[Intel-gfx] [RFC] tests/pm_sseu: Add subtest to verify UMD can configure render powerclock state
Chris Wilson
chris at chris-wilson.co.uk
Wed May 3 16:53:05 UTC 2017
On Wed, May 03, 2017 at 09:43:08AM +0000, Oscar Mateo wrote:
>
>
>
> On 05/03/2017 08:59 AM, Chris Wilson wrote:
> >On Tue, May 02, 2017 at 03:08:27PM +0000, Oscar Mateo wrote:
> >>Cc: Dmitry Rogozhkin <dmitry.v.rogozhkin at intel.com>
> >>Cc: Chris Wilson <chris at chris-wilson.co.uk>
> >>Signed-off-by: Oscar Mateo <oscar.mateo at intel.com>
> >>---
> >> tests/pm_sseu.c | 105 ++++++++++++++++++++++++++++++++++++++++++++++++++++++++
> >> 1 file changed, 105 insertions(+)
> >>
> >>diff --git a/tests/pm_sseu.c b/tests/pm_sseu.c
> >>index 7d4b33c..1fb36c5 100644
> >>--- a/tests/pm_sseu.c
> >>+++ b/tests/pm_sseu.c
> >>@@ -352,6 +352,108 @@ full_enable(void)

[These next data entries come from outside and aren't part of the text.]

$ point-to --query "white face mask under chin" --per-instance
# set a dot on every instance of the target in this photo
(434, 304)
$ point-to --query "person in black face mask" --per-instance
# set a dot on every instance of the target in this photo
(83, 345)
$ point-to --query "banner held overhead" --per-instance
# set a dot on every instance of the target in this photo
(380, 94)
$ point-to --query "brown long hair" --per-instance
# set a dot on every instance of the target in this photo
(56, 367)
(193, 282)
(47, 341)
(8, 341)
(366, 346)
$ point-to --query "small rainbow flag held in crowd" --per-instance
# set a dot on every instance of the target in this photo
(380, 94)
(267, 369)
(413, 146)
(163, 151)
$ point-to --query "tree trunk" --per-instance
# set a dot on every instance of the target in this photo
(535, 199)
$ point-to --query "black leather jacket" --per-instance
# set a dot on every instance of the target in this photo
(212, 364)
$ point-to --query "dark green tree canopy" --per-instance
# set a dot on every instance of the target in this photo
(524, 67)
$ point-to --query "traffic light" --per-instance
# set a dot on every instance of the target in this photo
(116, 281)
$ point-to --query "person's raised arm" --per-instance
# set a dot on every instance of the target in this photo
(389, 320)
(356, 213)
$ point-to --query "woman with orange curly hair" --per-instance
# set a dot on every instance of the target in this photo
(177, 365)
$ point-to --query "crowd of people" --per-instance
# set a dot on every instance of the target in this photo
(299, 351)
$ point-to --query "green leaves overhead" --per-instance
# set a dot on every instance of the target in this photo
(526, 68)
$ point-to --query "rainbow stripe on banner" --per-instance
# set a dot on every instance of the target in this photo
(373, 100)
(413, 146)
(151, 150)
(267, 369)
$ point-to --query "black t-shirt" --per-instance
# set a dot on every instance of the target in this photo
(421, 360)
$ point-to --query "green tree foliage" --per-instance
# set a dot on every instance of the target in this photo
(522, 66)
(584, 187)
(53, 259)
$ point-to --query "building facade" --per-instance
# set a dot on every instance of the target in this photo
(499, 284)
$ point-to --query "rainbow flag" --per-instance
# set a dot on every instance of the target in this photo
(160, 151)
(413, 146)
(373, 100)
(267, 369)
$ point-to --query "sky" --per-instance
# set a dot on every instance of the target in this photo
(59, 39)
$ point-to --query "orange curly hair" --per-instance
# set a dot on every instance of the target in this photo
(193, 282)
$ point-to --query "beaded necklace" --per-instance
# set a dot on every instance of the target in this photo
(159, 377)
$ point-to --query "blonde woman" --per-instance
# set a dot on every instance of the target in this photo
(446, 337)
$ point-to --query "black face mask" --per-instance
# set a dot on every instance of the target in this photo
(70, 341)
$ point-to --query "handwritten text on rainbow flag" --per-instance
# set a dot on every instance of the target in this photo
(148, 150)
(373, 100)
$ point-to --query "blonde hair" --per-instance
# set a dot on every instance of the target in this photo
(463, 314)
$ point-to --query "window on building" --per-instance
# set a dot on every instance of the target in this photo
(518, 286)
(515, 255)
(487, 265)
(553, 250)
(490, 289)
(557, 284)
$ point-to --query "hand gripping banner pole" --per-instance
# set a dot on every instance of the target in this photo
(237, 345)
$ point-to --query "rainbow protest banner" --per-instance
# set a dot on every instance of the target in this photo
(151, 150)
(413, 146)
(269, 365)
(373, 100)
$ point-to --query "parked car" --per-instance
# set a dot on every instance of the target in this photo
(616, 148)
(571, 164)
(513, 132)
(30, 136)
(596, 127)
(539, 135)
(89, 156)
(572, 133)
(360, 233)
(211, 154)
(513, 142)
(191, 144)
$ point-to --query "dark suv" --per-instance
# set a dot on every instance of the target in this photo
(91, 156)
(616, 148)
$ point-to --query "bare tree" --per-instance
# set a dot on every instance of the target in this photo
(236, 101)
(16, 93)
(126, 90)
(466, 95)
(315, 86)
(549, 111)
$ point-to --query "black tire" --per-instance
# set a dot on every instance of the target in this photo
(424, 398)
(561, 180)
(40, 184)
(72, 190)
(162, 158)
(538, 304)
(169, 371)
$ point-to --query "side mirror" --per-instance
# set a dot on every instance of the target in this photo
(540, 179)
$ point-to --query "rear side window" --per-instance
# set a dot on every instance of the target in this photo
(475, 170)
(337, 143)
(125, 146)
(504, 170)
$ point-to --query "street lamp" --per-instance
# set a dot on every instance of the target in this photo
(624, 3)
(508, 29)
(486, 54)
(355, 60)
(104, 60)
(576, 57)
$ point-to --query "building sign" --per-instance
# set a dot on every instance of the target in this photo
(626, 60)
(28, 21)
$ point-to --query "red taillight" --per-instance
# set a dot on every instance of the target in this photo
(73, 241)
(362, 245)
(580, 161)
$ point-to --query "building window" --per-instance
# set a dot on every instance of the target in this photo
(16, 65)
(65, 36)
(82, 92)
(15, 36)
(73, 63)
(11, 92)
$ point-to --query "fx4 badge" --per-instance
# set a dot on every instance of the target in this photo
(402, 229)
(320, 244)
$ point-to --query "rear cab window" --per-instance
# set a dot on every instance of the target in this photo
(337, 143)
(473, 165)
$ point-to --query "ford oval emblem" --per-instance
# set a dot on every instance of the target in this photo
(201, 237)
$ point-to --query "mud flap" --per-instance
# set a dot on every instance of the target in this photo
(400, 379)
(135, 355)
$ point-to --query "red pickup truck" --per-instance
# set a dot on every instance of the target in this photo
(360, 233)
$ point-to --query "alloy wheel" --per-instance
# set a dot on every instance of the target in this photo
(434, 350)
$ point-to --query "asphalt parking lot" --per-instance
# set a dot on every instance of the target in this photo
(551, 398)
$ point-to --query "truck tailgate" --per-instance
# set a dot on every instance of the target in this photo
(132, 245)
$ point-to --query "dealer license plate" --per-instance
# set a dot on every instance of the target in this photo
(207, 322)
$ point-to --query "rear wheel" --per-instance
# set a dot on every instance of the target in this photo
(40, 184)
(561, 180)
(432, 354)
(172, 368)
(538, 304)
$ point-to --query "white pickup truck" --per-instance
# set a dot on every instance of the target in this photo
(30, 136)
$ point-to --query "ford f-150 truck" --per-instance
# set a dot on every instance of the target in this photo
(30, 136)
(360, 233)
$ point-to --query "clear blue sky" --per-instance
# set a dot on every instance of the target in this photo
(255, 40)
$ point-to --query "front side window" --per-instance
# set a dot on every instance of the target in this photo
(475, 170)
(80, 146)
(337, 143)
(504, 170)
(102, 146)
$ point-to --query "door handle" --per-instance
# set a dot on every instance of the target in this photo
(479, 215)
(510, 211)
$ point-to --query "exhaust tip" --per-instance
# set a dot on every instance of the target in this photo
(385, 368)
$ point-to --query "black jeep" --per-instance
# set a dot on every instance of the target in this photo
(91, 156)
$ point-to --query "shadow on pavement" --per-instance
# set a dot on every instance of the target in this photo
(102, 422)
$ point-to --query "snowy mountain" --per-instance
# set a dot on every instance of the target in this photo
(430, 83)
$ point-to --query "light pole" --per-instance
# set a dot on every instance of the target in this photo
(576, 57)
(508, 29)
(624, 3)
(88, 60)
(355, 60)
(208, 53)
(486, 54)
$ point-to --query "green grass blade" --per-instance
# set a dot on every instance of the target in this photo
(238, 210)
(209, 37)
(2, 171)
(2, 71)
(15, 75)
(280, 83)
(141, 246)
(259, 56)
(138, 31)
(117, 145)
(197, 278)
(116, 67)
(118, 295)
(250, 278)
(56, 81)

> >> check_full_enable(&stat);
> >> }
> >>+#define GEN8_R_PWR_CLK_STATE (0x20C8)
> >>+#define GEN8_RPCS_ENABLE (1 << 31)
> >>+
> >>+#define MI_STORE_REGISTER_MEM_64_BIT_ADDR ((0x24 << 23) | 2)
> >>+
> >>+static uint32_t read_pwrclk_state(drm_intel_bufmgr *bufmgr,
> >>+ struct intel_batchbuffer *batch,
> >>+ drm_intel_context *context)
> >>+{
> >>+ uint32_t rpcs_config;
> >>+ uint32_t *data;
> >>+ drm_intel_bo *dst_bo;
> >>+
> >>+ dst_bo = drm_intel_bo_alloc(bufmgr, "dst", 4, 4096);
> >>+
> >>+ BEGIN_BATCH(3, 1);
> >>+ OUT_BATCH(MI_STORE_REGISTER_MEM_64_BIT_ADDR);
> >>+ OUT_BATCH(GEN8_R_PWR_CLK_STATE);
> >>+ OUT_RELOC(dst_bo, I915_GEM_DOMAIN_RENDER, I915_GEM_DOMAIN_RENDER, 0);
> >>+ ADVANCE_BATCH();
> >>+
> >>+ intel_batchbuffer_flush_with_context(batch, context);
> >>+
> >>+ drm_intel_bo_map(dst_bo, 1);
> >>+
> >>+ data = dst_bo->virtual;
> >>+ rpcs_config = *data;
> >>+
> >>+ drm_intel_bo_unmap(dst_bo);
> >>+
> >>+ drm_intel_bo_unreference(dst_bo);
> >>+
> >>+ return rpcs_config;
> >>+}
> >>+
> >>+#define LOCAL_MI_LOAD_REGISTER_IMM (0x22 << 23)
> >>+
> >>+#define GFX_OP_PIPE_CONTROL(len) ((0x3<<29)|(0x3<<27)|(0x2<<24)|((len)-2))
> >>+#define PIPE_CONTROL_CS_STALL (1<<20)
> >>+#define PIPE_CONTROL_RENDER_TARGET_CACHE_FLUSH (1<<12)
> >>+#define PIPE_CONTROL_FLUSH_ENABLE (1<<7)
> >>+#define PIPE_CONTROL_DC_FLUSH_ENABLE (1<<5)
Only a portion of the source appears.